Now it appears Bolling intends to escalate the situation. On Wednesday, he slapped the reporter, Yashar Ali, with a $50 million lawsuit citing “defamation arising from the defendant’s efforts to injure the plaintiff’s reputation through the intentional and/or highly reckless publication of actionable false and misleading statements about the plaintiff’s conduct and character.” It’s unusual for such a lawsuit to target just the reporter rather than the publication.

“Yashar Ali is a careful and meticulous reporter. We stand by his reporting,” HuffPost said in a statement Wednesday evening. Ali also took to Twitter to defend his reporting and emphasize that he wouldn’t be swayed by the lawsuit.

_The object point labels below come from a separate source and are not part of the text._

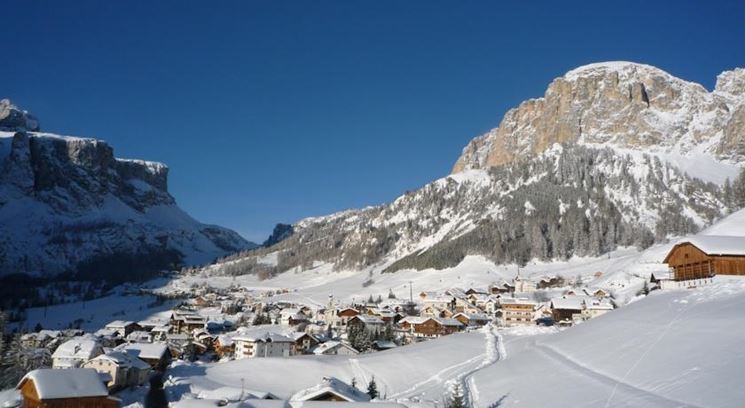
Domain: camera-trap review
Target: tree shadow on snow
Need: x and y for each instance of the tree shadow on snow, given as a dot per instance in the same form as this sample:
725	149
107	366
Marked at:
498	403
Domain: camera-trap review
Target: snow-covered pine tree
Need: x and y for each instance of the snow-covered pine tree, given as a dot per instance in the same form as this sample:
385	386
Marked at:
372	388
456	400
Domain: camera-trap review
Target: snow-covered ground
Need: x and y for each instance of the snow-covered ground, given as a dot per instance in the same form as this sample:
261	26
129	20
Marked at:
670	349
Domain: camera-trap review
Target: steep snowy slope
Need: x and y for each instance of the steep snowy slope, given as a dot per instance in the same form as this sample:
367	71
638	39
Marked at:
670	349
67	204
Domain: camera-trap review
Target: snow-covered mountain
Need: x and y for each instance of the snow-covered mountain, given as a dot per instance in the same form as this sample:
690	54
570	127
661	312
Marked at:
68	205
616	154
624	105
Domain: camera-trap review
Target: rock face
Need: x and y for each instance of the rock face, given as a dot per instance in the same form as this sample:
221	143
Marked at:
12	118
68	205
621	104
615	154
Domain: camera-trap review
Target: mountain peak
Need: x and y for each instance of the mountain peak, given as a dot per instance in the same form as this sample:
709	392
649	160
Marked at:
621	104
14	119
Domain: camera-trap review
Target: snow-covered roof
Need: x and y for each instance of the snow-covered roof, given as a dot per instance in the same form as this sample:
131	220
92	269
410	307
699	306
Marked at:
414	319
235	394
568	302
123	359
266	337
70	383
449	322
333	386
83	348
717	244
598	304
149	351
119	324
330	345
516	301
368	319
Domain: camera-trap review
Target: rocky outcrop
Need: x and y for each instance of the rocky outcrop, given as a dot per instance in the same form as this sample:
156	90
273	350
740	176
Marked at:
620	104
67	204
12	118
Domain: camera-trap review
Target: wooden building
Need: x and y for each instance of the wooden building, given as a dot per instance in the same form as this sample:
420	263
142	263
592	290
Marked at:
704	256
71	388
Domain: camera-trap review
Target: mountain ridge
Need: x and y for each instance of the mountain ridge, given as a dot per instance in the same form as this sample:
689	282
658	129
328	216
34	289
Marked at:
67	204
625	105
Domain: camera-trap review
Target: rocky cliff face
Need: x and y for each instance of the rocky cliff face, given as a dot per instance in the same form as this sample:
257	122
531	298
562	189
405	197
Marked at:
67	205
614	154
623	105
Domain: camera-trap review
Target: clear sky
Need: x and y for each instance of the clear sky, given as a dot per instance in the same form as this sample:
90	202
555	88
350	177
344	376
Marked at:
273	111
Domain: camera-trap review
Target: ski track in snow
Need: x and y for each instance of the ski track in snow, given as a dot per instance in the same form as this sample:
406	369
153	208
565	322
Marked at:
616	384
495	351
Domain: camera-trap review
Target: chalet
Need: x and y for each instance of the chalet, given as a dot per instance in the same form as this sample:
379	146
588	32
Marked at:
74	352
184	321
429	326
594	307
140	336
382	345
123	369
597	293
331	389
224	346
225	396
463	305
501	287
292	317
567	309
440	302
157	355
373	324
334	348
266	345
345	314
550	282
123	327
523	285
703	256
472	319
302	343
515	311
76	387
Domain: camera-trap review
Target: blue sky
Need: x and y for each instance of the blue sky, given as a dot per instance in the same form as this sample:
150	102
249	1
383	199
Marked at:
273	111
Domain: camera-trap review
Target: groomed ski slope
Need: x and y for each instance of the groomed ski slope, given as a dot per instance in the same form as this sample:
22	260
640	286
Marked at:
670	349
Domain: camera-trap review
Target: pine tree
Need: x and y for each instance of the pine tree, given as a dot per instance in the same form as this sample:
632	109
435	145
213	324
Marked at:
456	400
156	395
372	389
738	190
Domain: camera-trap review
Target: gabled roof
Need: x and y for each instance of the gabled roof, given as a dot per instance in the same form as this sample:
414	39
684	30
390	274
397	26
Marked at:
267	337
324	348
516	301
568	302
83	348
148	351
714	245
70	383
333	386
123	359
368	319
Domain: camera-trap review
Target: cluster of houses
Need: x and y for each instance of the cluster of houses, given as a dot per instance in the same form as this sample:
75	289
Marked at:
240	324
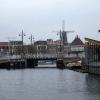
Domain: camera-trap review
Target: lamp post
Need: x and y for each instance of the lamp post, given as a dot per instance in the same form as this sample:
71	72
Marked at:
31	40
22	37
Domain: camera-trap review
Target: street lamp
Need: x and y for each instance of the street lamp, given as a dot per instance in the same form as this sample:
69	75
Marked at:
31	40
22	37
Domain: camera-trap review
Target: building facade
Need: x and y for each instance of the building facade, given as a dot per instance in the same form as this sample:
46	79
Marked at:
92	56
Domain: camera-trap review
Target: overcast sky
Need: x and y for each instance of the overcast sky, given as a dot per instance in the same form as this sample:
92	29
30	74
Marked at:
41	17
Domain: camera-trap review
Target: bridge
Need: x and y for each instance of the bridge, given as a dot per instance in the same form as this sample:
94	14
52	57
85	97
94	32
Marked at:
31	61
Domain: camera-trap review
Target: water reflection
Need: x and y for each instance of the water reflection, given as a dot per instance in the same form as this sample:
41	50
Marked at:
48	84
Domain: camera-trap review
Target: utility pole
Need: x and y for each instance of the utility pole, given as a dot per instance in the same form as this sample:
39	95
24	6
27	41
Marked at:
22	37
31	40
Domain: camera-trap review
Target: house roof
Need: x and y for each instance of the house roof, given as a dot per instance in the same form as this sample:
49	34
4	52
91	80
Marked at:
40	43
3	43
92	41
77	41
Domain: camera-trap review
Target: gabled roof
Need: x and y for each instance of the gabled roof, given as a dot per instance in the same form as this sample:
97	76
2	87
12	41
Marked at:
40	43
92	41
3	43
77	41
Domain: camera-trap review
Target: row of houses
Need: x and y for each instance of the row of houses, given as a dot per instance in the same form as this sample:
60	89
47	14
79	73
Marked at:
75	48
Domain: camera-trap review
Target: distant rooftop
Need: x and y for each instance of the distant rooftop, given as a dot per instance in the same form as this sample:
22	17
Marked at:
77	41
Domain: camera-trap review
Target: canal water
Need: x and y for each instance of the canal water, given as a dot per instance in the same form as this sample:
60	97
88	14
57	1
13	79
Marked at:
48	84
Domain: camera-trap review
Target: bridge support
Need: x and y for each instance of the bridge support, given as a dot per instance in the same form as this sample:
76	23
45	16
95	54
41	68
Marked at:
60	64
31	63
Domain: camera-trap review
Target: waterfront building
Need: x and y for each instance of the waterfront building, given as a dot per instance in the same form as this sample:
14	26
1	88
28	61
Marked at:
41	47
4	48
92	56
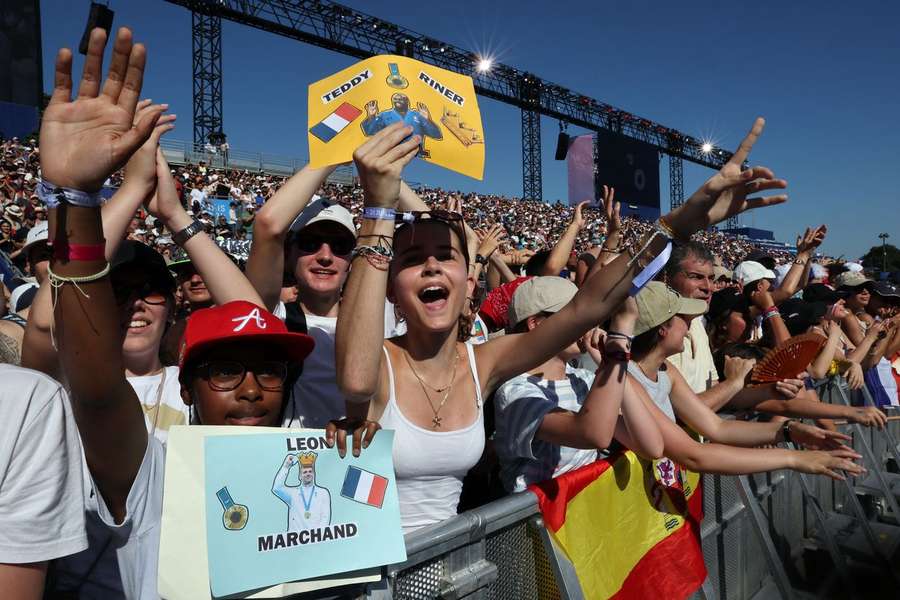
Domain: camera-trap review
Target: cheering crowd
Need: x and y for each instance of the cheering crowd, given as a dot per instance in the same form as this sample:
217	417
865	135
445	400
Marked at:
552	336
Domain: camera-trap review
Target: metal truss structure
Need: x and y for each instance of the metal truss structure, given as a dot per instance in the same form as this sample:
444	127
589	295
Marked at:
207	50
336	27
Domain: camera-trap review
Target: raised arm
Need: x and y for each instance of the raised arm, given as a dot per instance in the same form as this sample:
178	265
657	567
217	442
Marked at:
265	267
139	181
821	364
360	328
222	277
799	271
692	411
488	241
38	351
729	460
559	256
594	425
82	143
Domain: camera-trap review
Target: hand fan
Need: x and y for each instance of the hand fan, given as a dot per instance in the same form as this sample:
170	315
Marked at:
788	359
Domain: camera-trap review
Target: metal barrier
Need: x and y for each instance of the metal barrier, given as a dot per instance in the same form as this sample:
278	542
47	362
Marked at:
764	536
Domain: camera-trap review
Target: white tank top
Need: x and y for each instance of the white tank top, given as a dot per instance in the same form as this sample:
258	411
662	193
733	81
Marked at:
430	465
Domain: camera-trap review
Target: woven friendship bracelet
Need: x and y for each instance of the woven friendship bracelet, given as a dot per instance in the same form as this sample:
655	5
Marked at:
379	213
52	195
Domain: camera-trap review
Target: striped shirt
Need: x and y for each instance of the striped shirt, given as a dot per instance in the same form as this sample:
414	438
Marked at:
520	406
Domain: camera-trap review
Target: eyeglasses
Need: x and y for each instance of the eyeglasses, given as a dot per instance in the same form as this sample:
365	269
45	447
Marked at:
423	215
226	375
311	244
146	292
452	220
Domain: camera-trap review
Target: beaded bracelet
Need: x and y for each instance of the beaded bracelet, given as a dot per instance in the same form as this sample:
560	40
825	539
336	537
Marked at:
379	213
770	312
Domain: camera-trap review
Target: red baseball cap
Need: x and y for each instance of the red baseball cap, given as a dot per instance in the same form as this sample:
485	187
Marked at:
496	304
240	320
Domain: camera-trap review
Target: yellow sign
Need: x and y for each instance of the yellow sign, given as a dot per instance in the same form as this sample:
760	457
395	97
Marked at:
358	102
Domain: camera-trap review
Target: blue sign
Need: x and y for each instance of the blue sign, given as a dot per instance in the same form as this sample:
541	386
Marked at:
283	507
220	208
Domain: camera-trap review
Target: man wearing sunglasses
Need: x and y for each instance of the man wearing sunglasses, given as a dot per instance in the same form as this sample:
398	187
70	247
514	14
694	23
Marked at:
145	297
318	254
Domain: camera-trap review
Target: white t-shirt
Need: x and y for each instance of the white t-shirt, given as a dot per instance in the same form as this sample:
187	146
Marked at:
695	362
41	488
160	397
316	398
520	406
123	559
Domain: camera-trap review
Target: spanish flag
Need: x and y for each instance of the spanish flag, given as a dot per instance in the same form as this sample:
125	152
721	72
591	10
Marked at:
631	527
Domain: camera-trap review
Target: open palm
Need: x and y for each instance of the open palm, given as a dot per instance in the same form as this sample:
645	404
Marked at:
725	194
85	140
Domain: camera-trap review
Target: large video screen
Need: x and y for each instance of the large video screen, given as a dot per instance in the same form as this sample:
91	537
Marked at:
20	52
630	166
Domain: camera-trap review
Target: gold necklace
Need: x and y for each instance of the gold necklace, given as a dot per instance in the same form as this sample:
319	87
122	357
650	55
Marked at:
436	419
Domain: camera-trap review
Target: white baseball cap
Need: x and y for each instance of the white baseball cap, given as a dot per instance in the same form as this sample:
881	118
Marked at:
22	296
540	294
749	271
38	233
320	210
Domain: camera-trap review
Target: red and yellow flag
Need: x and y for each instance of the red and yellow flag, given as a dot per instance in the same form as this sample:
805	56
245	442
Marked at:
631	527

The firm representing Bolling, Kasowitz Beson Torres LLP, is that of President Donald Trump’s personal attorney, Marc Kasowitz.

Advertisement

Bolling has long been a staunch supporter of Trump, recently going to great lengths to theorize that it was in fact Trump’s opponent Hillary Clinton who sought to collude with the Russian government during last year’s presidential campaign. In June, Trump retweeted Bolling’s tweet promoting his new book, The Swamp: Washington’s Murky Pool of Corruption and Cronyism and How Trump Can Drain It, a possible violation of a ban that prohibits federal employees from endorsing any “product, service, or enterprise.”

The allegations against Bolling come on the heels of a series of sexual assault and harassment claims against top executives and on-air personalities within Fox News. Last year, host Gretchen Carlson sued then-CEO Roger Ailes for sexual harassment. Ailes left the company last July, and several other women subsequently came forward with their own accusations. In April, a New York Times investigation revealed the network had paid out $13 million to five different women to keep their sexual harassment allegations against host Bill O’Reilly quiet; once advertisers began to flee O’Reilly’s show en masse, he was let go with a hefty buyout. Last month, the network suspended Fox Business host Charles Payne as a harassment investigation against him unfolded (he has yet to return to work and flatly denies the allegations).

Trump, who was caught on tape bragging about groping women, defended both Ailes and O’Reilly after the accusations of sexual harassment against them became public.